Property Investment Law




Every land has its own rules and a person who is interested in investment in property in Czech Republic should be aware of the law of the land. An awareness of it will help the investor a lot better in making the best out of his investment.

The political and economic stability of the country




Apart from being a member of the EU, the Czech Republic is a member of the NATO and has also fully integrated in other major international organizations like IMF, WTO and EBRD. The country is following parliamentary democracy and has one of the most developed transitional economies. Since 1991, the strong and independent Czech National Bank has been maintaining exceptional monetary stability and the country is as safe as any other developed nation in Europe. All the trade and commerce related transactions are at par with the standards of the EU.

Who can acquire property in Czech Republic?
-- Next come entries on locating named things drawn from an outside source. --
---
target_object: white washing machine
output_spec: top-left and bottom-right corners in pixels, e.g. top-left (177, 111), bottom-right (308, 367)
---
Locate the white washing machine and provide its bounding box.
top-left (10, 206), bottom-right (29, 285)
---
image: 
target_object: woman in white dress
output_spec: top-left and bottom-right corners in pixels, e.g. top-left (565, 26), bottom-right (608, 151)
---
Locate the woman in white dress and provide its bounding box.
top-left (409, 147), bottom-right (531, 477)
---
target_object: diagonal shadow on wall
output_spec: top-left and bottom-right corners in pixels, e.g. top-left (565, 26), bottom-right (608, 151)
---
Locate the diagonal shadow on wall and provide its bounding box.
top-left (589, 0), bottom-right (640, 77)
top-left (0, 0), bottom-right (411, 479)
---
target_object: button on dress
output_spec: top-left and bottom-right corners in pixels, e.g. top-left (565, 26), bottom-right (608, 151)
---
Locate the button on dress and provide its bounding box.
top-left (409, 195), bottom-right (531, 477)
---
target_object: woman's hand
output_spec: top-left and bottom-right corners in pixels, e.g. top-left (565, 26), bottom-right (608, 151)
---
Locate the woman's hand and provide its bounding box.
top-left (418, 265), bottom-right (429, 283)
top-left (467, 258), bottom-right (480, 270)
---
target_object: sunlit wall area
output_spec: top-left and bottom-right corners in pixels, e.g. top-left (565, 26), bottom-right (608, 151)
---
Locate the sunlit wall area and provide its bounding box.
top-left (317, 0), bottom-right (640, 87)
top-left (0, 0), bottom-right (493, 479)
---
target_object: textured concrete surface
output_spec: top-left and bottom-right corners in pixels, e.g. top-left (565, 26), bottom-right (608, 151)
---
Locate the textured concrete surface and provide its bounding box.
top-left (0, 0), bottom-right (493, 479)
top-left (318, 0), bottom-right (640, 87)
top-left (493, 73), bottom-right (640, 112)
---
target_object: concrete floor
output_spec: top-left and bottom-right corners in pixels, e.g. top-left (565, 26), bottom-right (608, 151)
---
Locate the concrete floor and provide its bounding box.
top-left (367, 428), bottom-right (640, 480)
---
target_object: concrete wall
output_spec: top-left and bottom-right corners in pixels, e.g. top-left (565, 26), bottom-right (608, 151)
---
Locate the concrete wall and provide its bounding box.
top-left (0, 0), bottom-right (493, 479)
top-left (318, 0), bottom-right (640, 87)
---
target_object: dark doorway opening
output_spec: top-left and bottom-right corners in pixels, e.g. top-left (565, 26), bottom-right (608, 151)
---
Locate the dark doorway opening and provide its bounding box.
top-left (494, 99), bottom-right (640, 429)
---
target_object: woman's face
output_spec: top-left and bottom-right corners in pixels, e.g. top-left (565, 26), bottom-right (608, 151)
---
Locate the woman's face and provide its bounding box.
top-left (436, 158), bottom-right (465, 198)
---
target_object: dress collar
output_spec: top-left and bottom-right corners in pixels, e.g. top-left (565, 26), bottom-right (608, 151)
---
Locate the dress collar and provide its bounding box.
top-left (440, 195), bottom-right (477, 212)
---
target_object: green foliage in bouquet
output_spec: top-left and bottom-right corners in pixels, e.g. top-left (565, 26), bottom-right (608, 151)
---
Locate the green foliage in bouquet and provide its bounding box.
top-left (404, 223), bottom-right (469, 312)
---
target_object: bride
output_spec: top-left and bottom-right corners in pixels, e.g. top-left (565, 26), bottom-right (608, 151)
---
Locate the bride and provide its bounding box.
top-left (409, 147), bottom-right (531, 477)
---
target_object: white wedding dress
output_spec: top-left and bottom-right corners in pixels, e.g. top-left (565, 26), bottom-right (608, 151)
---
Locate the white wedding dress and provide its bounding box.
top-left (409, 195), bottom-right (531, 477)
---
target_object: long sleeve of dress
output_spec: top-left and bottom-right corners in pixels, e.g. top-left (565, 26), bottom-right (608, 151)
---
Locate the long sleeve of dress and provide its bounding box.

Under the law of the county anyone from the county or from any of the European Union countries can buy property in the land. There is no discrimination between foreign nationals and the citizens of the country for buying property except in banking and defense sectors. The government will not intervene at any stage in investment projects by foreign nationals or by foreign countries. The country is a member of the OECD and it is expected not to discriminate between foreign nationals while it comes to investment in private sector except for things related to national security.

Am I protected?

There are many investors who are concerned about the safety of the property in a foreign land. There may be countries where there are strict rules and regulations, but not so in Czech Republic as it is a member of an international organization focusing on investment protection, which is a part of the International Monetary Fund, the Multilateral Investment Guarantee Agency (MIGA). The country has signed bilateral agreements to enhance and protect foreign investments with countries like the United Kingdom, Italy, the Netherlands, Denmark, Norway, Finland, France, Germany, Austria, Switzerland, Belgium, Luxembourg, and the United States. The complete version of the law is available with the collection of Laws of the Czech Republic.

Profit repatriation

To protect the investors from double taxation, the country has signed agreements with counties including all the members of the EU, Switzerland, the United States, Australia, Japan and Canada. The complete list of the countries can be obtained from the Ministry of Finance. The agreements regarding the double taxation apply to interest, dividends and remuneration of board officers. For a complete version of it, one has to contact with the ministry.

Conclusion

Czech Republic is a great place for an investor as the law of the county protects the interests of the investors. Moreover, the chance of great returns in a short time is almost certain and this is the ideal place for a far-sighted investor. Why should you wait, Czech Republic with all her majestic charm is the ideal location for every investor.